Loading pickle files with pytorch dataloader

Hello Everyone,

I am using the intermediate output of a pretrained CNN model as input to my model. The input to the pretrained CNN model is a color image. I don’t want to compute the intermediate output every time. So, I have saved the intermediate output (60x256x45x80) in pickel format(.pt) using toarch.save(intermediate output). Now i get a bunch of pickel files.

Now, I want to directly load these pickel files(total of 230) using the pytorch dataloader and use it as input to my model and train my model. So, i use the code below.
class pickle_Dataloader(data.Dataset):

def __init__(self,  root = '.', iext = '.pt', transforms=None):
    self.transforms = transforms
    self.image_list = []
    arr = os.listdir(root)

    for i in range(len(arr)):
        filename = root + '/' + arr[i]
        with open(filename, 'rb') as fp:
            item = torch.load(fp)
        self.image_list += item
    self.size = len(self.image_list)
def __getitem__(self, index):

    # index = index % self.size
    images = self.image_list[index]

    return images

def __len__(self):
    return self.size 

train_data_pkl = pickle_Dataloader(root = ‘.’)
Trainloader_pkl = torch.utils.data.DataLoader(train_data_pkl, shuffle = True , batch_size = BATCH_SIZE , num_workers = 4, drop_last=False)


Is this the correct way to load the pickel files with dataloader?

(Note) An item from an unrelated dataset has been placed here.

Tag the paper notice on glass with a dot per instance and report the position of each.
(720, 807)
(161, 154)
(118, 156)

But, I get the RuntimeError: “CUDA out of memory. Tried to allocate 212.00 MiB (GPU 0; 10.92 GiB total capacity; 10.09 GiB already allocated; 9.44 MiB free; 10.14 GiB reserved in total by PyTorch)”

I tried varying the batch size. But, i get the same error.

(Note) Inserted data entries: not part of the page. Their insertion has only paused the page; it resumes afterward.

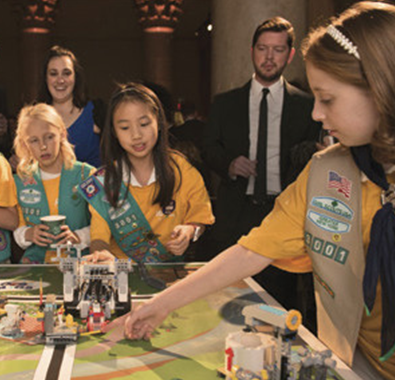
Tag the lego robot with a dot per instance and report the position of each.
(94, 288)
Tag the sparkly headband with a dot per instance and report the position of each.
(343, 41)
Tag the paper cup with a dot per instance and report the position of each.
(54, 222)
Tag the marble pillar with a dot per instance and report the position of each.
(159, 19)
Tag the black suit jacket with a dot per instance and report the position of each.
(227, 137)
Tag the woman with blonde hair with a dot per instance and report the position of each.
(47, 179)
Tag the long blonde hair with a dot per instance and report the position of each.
(28, 165)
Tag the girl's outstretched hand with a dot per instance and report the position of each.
(180, 239)
(39, 235)
(141, 323)
(67, 236)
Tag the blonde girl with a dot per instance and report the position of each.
(46, 180)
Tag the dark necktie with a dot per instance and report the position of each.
(260, 180)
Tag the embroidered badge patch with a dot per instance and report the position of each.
(30, 196)
(324, 285)
(334, 206)
(327, 223)
(169, 208)
(30, 181)
(115, 213)
(341, 184)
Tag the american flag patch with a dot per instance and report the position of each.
(341, 184)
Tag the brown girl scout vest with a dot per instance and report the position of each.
(333, 236)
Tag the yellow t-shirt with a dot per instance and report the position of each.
(281, 238)
(192, 205)
(8, 189)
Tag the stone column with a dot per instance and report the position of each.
(37, 19)
(159, 19)
(234, 26)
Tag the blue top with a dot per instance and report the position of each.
(85, 140)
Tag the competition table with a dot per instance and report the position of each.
(188, 345)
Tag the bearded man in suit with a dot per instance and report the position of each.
(235, 150)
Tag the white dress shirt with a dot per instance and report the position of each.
(275, 100)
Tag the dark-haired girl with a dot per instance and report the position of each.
(148, 202)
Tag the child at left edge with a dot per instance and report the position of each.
(8, 211)
(147, 203)
(46, 180)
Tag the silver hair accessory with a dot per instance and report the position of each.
(343, 41)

I am using Python3 and torch version 1.9.0+cu102 on linux environment.

Can you please tell me where am i going wrong?

Thank you

The custom dataset you’ve written its probably better to name it pickle_Dataset as Dataset and DataLoader are two separate things and make the question confusing.

In the dataset class you’ve written notice how’re you’re loading all the data in the constructor.
Try loading a image in the getiitem method instead.
( create a list of all files using os.listdir in the init method and load in getitem by indexing the name)

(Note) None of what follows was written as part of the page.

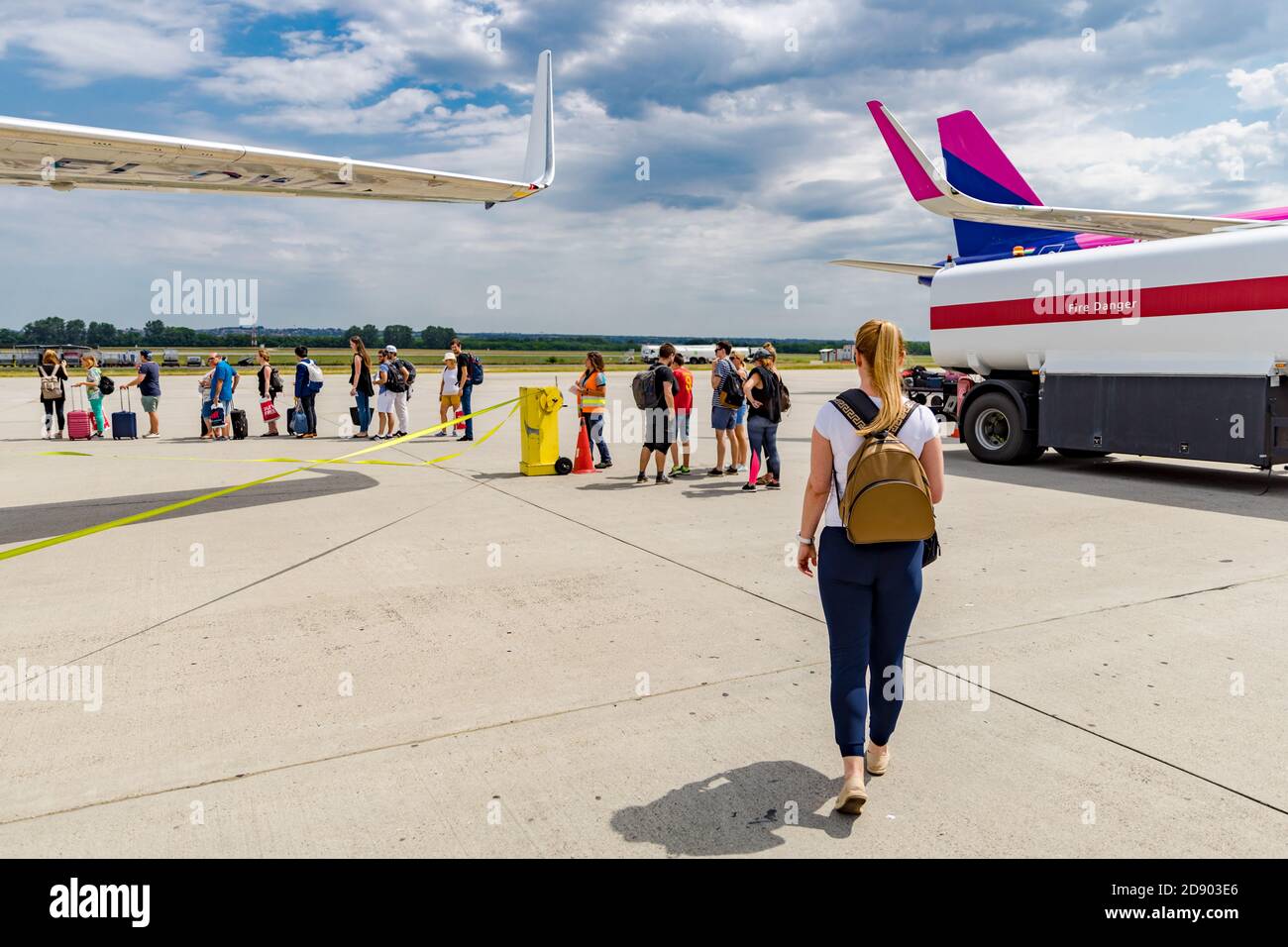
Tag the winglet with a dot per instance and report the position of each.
(539, 166)
(923, 182)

How to avoid opening the pickle file at once within the dataloader? Can it done with a pointer?

How to just load one sample / batch after another from the pickle file?

My second question would be if I can save data differently. Not as pickle. That makes loading more easier?

Similar thread: What is the best way to load a large numpy array as PyTorch dataset?